Again, this is very much influenced by my research, and by one example in particular: Queen Blanche of Navarre had one daughter, who predeceased her before getting married. But that never stopped Blanche from calling everyone her son/daughter as she saw fit. As part of her testamentary output, she’s not shy to call both King Charles VI and his wife Isabeau of Bavaria “my son” and “my daughter” respectively, because as the eldest foremother in court that was her naturally self-assigned role.

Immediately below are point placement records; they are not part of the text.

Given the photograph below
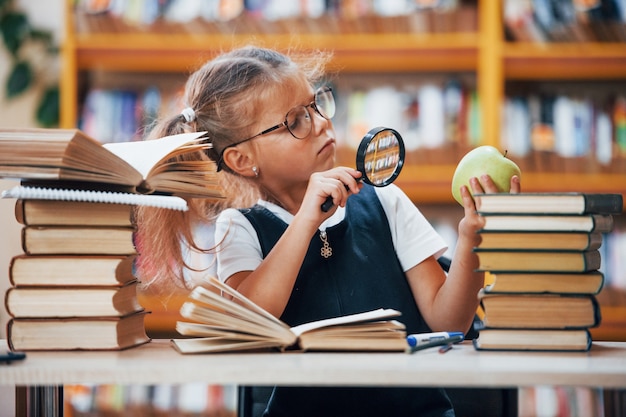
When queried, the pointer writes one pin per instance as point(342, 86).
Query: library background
point(543, 80)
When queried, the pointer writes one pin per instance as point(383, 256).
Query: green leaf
point(20, 78)
point(15, 29)
point(48, 109)
point(4, 4)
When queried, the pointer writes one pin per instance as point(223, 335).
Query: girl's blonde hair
point(225, 94)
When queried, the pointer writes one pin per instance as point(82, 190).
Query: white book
point(40, 193)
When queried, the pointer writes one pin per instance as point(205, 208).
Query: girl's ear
point(240, 162)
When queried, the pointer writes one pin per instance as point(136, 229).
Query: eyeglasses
point(298, 120)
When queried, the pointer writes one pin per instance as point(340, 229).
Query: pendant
point(326, 250)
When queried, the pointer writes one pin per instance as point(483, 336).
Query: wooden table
point(157, 362)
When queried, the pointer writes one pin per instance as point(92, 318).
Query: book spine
point(603, 203)
point(20, 212)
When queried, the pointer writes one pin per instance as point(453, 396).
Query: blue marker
point(418, 339)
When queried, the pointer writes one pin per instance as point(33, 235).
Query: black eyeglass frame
point(312, 104)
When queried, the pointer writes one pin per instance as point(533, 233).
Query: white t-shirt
point(414, 238)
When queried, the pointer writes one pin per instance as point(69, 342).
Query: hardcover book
point(539, 311)
point(71, 270)
point(142, 167)
point(224, 325)
point(576, 340)
point(538, 261)
point(53, 302)
point(88, 333)
point(549, 203)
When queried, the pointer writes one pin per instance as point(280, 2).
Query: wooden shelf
point(576, 61)
point(351, 52)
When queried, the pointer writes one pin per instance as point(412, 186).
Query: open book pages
point(221, 324)
point(95, 196)
point(60, 156)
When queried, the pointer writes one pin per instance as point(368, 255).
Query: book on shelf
point(140, 166)
point(220, 324)
point(539, 311)
point(549, 203)
point(536, 240)
point(42, 240)
point(598, 223)
point(48, 302)
point(538, 261)
point(71, 270)
point(576, 340)
point(553, 282)
point(84, 333)
point(33, 212)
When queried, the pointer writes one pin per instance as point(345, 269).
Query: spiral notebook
point(65, 194)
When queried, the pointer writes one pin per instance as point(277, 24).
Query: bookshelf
point(474, 44)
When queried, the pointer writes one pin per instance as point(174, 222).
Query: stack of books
point(542, 251)
point(73, 287)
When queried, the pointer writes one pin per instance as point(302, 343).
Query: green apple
point(484, 160)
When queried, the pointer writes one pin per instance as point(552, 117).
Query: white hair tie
point(188, 114)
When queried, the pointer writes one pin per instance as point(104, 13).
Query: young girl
point(270, 127)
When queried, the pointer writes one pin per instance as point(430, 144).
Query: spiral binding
point(62, 194)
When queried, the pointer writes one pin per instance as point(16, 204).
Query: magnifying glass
point(379, 158)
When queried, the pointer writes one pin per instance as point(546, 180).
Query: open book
point(69, 156)
point(224, 325)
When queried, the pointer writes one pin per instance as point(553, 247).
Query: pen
point(443, 341)
point(420, 338)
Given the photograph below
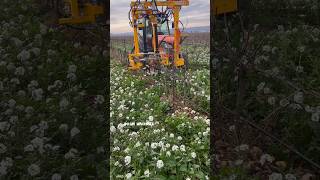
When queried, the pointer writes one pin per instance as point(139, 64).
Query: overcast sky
point(196, 14)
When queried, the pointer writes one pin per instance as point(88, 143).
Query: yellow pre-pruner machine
point(156, 34)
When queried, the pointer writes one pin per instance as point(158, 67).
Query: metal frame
point(175, 5)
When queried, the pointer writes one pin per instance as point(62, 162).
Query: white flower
point(127, 160)
point(168, 153)
point(72, 68)
point(128, 176)
point(37, 94)
point(183, 148)
point(74, 131)
point(33, 169)
point(3, 148)
point(116, 148)
point(290, 177)
point(28, 148)
point(315, 117)
point(71, 154)
point(63, 127)
point(43, 29)
point(23, 55)
point(63, 103)
point(19, 71)
point(11, 103)
point(99, 99)
point(113, 129)
point(275, 176)
point(175, 147)
point(116, 163)
point(160, 164)
point(137, 144)
point(266, 158)
point(147, 173)
point(74, 177)
point(56, 176)
point(154, 145)
point(298, 97)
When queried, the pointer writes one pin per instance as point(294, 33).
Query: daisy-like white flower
point(193, 155)
point(160, 164)
point(33, 170)
point(147, 173)
point(127, 160)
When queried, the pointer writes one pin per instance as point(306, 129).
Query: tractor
point(156, 34)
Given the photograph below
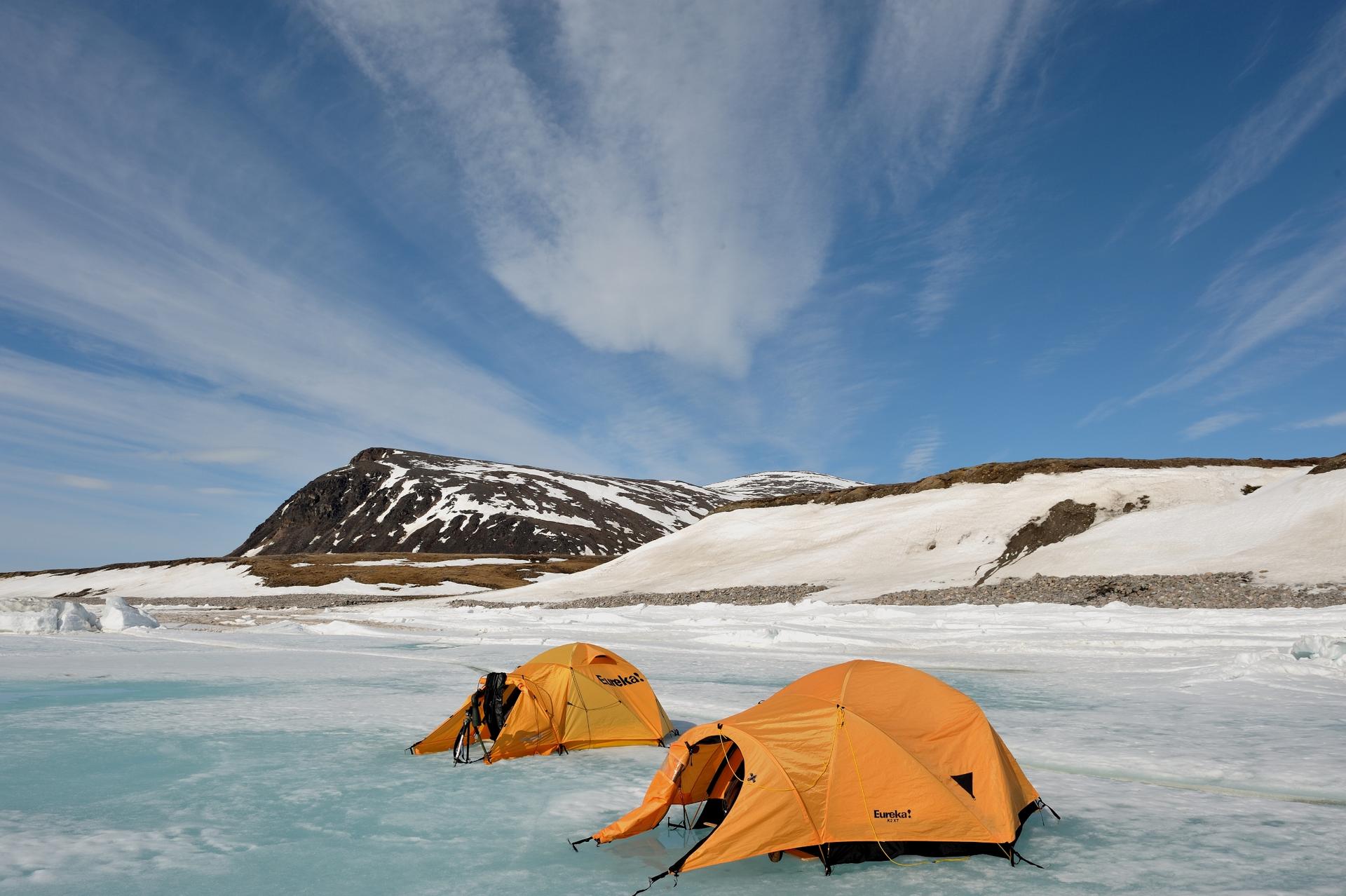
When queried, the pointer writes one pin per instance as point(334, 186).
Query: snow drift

Thank you for this review and reflection! As I think I mentioned before, motherhood/non-motherhood and everything in between is one of my real research interests, and I have been reading a lot around these lately for a project I'm working on. I just finished 'The Lost Daughter' and found it an unusual and interesting read...still processing that one. Would love to read Ravn's book. Heti's book is written in such an unusual hybrid of fiction/essay and really tackles the issues I see women around me struggling with. I just started Penelope Mortimer's 'Daddy's Gone a Hunting', which is a 1950s/60s book and makes a great contrast to Ferrante's as it shows a woman/mother who's identity is evaporating in the domestic space.